The endeavors of the 19th century scholars who investigated human prehistory made good progress until around the turn of the 20th century, when anthropological scholarship began to abandon the evolutionary approach to humanity’s pre-civilized past. On the one hand, the evolutionary approach remained very much alive in paleoanthroplogy, archaeology, and physical anthropology—branches of science based on the discovery and analysis of ancient bones and products of human labor—which developed more advanced techniques to trace the early stages of evolution of protohumans and humans. At the same time, in human anthropology and ethnology there was a considerable expansion of useful ethnographic work which became increasingly professional and disciplined. However, what was left out of the writings of the early 20th century “cultural relativist” anthropologists, was any regard for the advances made by their predecessors regarding the transformation of primitive groups into civilized states. The idea of the emergence of states that were based on the division of society into separate classes became taboo. The idea that human cultures evolved through stages, leading from the primitive to the advanced was discarded.
Cultural anthropology restricted itself to studies of the patterns of culture of current primitive social groups (ethnology) and the cultural practices that might furnish clues to help us understand better the culture of modern capitalist society. However useful that might be, there was no tendency to combine anthropological findings with a knowledge of history. A sharp division was established between anthropology and history. How primitive humans evolved to the point of the founding of states and empires based on slavery, and how feudalism, and later capitalism, emerged from these evolutionary processes was considered outside the scope of modern anthropology.
As for the more recent prehistoric past, the question arose: how did humanity change and develop so much during the past 10 or 15 thousand years, the epoch that separates the hunter-gatherer level of development from the early slave states and tributary empires? What changed in terms of religion, art, family, production, property, and knowledge that characterized these sequential forms of social organization?
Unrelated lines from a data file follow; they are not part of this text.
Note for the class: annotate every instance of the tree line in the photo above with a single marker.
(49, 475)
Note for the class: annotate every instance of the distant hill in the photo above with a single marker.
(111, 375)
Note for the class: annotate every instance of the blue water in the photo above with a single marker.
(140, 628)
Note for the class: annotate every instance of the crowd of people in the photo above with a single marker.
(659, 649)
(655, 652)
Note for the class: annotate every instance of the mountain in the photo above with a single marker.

For the investigators of the pre-civilized past, the question of how to explain the transition from the earlier cultural forms to the more highly developed stages was posed in the context of the wide-ranging debates following the 1859 publication of Darwin’s The Origin of Species. This new approach to the explanation of biological evolution provoked consideration of a similar evolutionary process in human society. The early theorists of anthropology took advantage of the opportunities to examine existing pre-literate societies in the world, as well as the discoveries of long-buried artefacts of ancient civilizations of pre-civilized peoples. Clues to the inaccessible past were often found by comparative ethnology—the comparison of the different levels of cultural complexity among the preliterate populations
Thus, it became a challenge to the inquisitive scholars of the day to explain how it came about that our primitive ancestors developed and used implements that cumulatively altered their living conditions and mode of group life. And while developing the manual techniques that they used to protect, defend, and feed themselves, they elaborated modes of self-explanation fused with attempts to interpret the mysteries of the world: mythologies, totemic symbolizations, animistic beliefs, and legends. These cognitive achievements served as means of molding their concepts into intelligible forms, communicating them to other members of their groups, and transmitting them to the rising new generations.
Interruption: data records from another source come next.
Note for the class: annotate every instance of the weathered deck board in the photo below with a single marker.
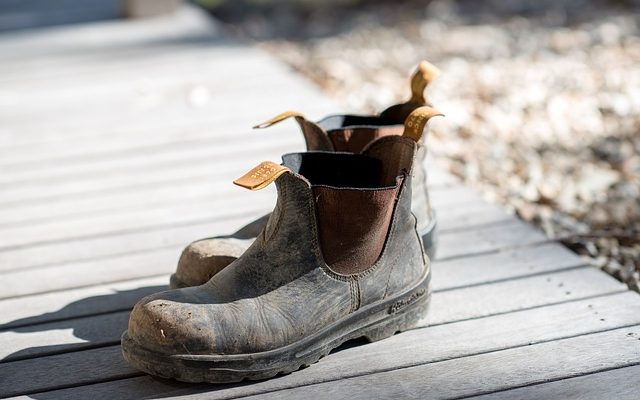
(450, 306)
(619, 384)
(108, 167)
(72, 275)
(426, 348)
(485, 372)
At the same time, anthropologists made generalizations about hypothetical primitive stages that demonstrated aspects of “human nature”—a static, timeless concept — that still seems to persist as norms of behavior in the modern culture of advanced societies, supposedly based on “democracy” and “free enterprise.” This tendency ultimately produced “cultural relativism” as defined by Charlotte Nickerson:
“Cultural Relativism is the claim that ethical practices differ among cultures, and what is considered right in one culture may be considered wrong in another. The implication of cultural relativism is that no one society is superior to another, they are merely different.”
-- https://www.simplypsychology.org/cultural-relativism.html
If no society is ethically or morally “superior” to another, then it becomes difficult, or even counterproductive, to claim that one society is “higher” than another. If we are to believe this, then we can see that the idea of “evolution” from lower to higher stages should not be taken seriously. Later in the 20th century “sociobiology” emerged from this relativistic framework as an unscientific reimagining of the prehistoric past using concepts derived from modern capitalist culture. Evelyn Reed explained the necessity of the evolutionary approach to anthropology in her book, Sexism and Science:
“The science of anthropology did not originate with the historical materialists, but the creators of Marxism drew upon the materials provided by the nineteenth-century anthropologists to extend their own historical reach and substantiate their materialist interpretation of history. They drew out to their logical conclusions the sharp contrasts between capitalism, the highest form of class society, and primitive, or pre-class society. These conclusions are set forth in the renowned work by Engels, Origin of the Family, Private Property, and the State, which appeared in 1884.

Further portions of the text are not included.